Building a slide deck, pitch, or presentation? Here are the big takeaways:
  • Each month from September 2017 to January 2018, 644,000 computers on average were infected with malware for mining cryptocurrency. — Microsoft, 2018
  • While cryptocurrency mining may seem like a simple nuisance, it is a serious threat to IT due to its ability to commandeer compute resources.

The popularity of cryptocurrencies like Ethereum, Monero, Bitcoin, and others has led to a surge in coin mining operations that are plaguing the enterprise. According to new Microsoft Windows Defender research, an average of 644,000 PCs per month encountered some form of mining malware between the months of September 2017 and January 2018.

The report simply noted that the computers "encountered" the malware, and didn't explicitly say they were infected. However, it does point out that the 644,000 machines were individual, unique computers—giving a startling picture of just how rampant coin mining malware has become.

These forms of malware, also known as cryptominers, are finding their way onto enterprise networks as well.
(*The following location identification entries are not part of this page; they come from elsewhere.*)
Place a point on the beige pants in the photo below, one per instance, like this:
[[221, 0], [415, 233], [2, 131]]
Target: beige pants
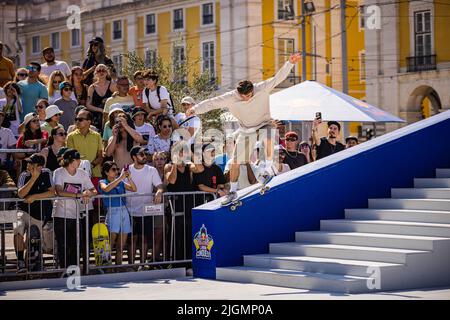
[[23, 224]]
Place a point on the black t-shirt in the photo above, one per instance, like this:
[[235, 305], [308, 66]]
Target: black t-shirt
[[39, 210], [211, 177], [325, 149], [295, 159]]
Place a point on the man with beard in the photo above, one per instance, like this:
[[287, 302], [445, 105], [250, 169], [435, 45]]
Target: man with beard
[[51, 64], [327, 145]]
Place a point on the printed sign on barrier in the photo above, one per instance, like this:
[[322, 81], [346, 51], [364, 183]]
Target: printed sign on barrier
[[154, 210]]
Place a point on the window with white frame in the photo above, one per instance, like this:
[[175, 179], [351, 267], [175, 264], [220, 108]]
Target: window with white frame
[[55, 41], [208, 59], [422, 33], [117, 60], [285, 9], [75, 35], [362, 66], [150, 58], [285, 50], [178, 19], [150, 23], [117, 30], [178, 61], [36, 44], [207, 13]]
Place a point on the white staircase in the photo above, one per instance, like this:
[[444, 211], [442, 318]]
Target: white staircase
[[397, 243]]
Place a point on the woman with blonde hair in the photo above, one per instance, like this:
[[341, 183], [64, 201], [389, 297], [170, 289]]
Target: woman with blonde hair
[[98, 93], [54, 93]]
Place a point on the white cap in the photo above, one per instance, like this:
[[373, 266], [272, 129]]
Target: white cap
[[29, 117], [52, 110], [188, 100], [115, 107]]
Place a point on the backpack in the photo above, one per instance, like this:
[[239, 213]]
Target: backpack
[[170, 104]]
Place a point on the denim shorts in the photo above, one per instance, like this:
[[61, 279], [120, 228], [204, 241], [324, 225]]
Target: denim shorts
[[118, 220]]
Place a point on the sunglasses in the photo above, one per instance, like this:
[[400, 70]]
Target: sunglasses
[[31, 68]]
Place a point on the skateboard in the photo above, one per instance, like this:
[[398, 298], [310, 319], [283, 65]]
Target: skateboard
[[263, 188], [34, 262], [102, 248]]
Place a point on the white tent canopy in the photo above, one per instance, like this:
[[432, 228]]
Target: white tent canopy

Whether by a malicious attacker, or a rogue employee who wants to make some extra money, they have become a serious problem for enterprise IT.

SEE: Cybersecurity in 2018: A roundup of predictions (Tech Pro Research)
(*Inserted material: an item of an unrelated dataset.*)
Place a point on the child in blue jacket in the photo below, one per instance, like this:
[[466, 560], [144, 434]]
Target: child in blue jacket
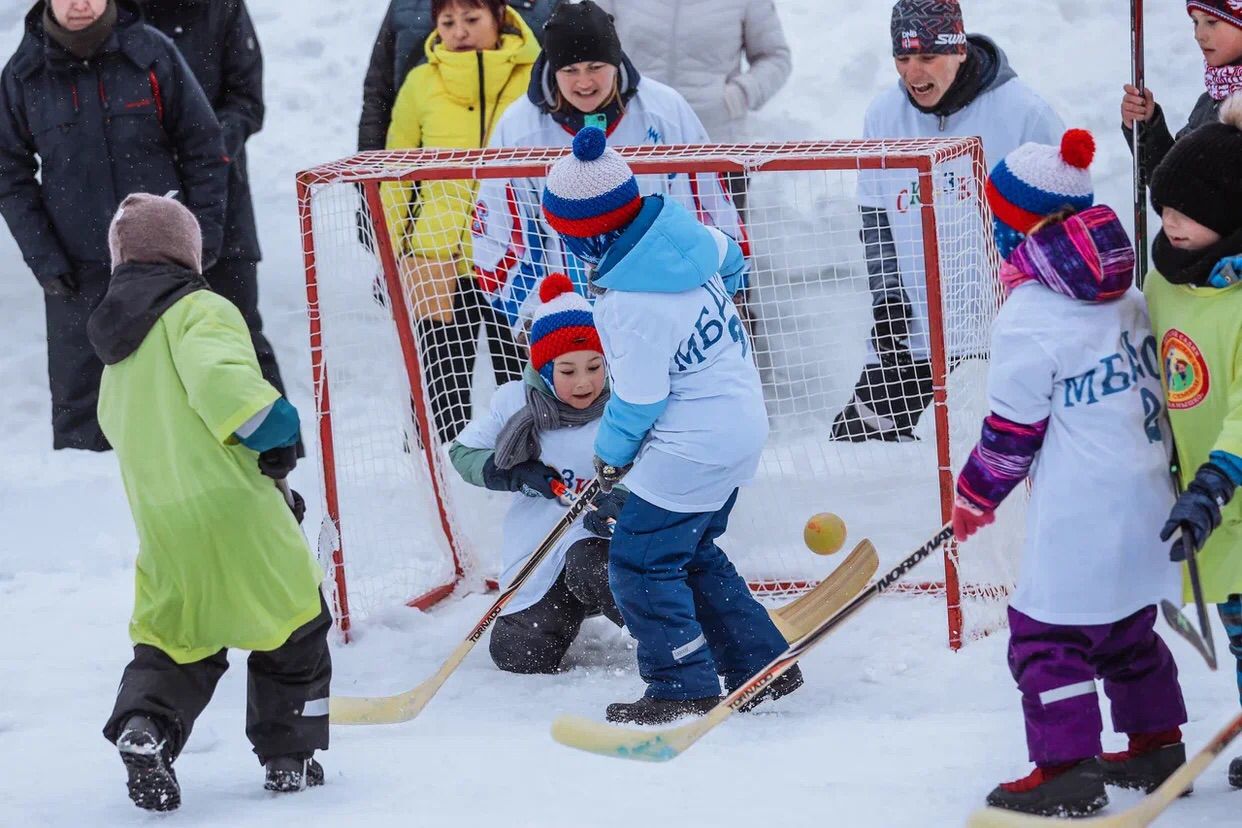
[[684, 426]]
Cryptocurrency and its mining are not malicious by nature, but they are often used in criminal transactions due to their anonymity. Many IT leaders tend to see cryptominers as a simple nuisance, but they should be regarded very carefully as they "eat up precious computing resources," the post said. This can lead to wear and tear on company hardware and cause productivity problems for the workforce.
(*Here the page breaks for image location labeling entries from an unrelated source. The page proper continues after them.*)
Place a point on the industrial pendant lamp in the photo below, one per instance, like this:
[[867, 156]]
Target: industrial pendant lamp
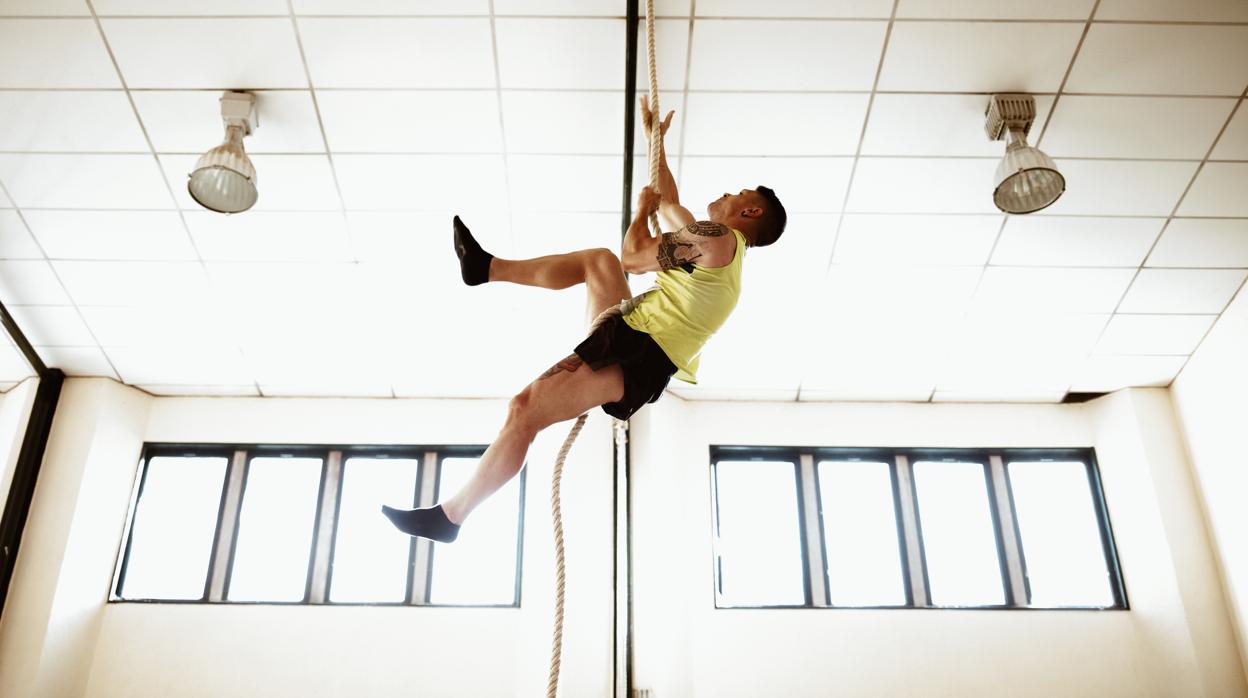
[[1026, 180], [224, 177]]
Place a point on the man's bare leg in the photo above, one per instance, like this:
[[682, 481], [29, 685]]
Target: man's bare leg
[[560, 393]]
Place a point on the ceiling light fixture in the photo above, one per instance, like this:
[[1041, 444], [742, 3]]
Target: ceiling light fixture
[[224, 177], [1026, 180]]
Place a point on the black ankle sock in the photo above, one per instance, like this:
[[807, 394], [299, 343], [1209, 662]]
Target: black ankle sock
[[473, 261], [426, 523]]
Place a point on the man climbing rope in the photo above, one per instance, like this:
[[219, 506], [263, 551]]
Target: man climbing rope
[[635, 344]]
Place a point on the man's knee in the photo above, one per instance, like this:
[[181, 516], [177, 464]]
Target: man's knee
[[604, 261]]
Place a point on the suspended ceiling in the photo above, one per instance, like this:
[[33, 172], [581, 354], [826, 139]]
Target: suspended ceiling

In fact, Microsoft recently worked to block a cryptomining attack that targeted more than 400,000 machines. Known as Dofoil, or Smoke Loader, it was a trojan that used process hollowing to swap legitimate code with malware.

"We have seen a wide range of malicious cryptocurrency miners, some of them incorporating more sophisticated mechanisms to infect targets, including the use of exploits or self-distributing malware," the Microsoft blog said. "We have also observed that established malware families long associated with certain modus operandi, such as banking trojans, have started to include coin mining routines in recent variants."

The rise of cryptomining has coincided with a drop in ransomware attacks, the post said, as criminals may be shifting their methods. Additional threats include browser-based cryptocurrency miners through a technique known as cryptojacking and unauthorized use of legitimate coin miners.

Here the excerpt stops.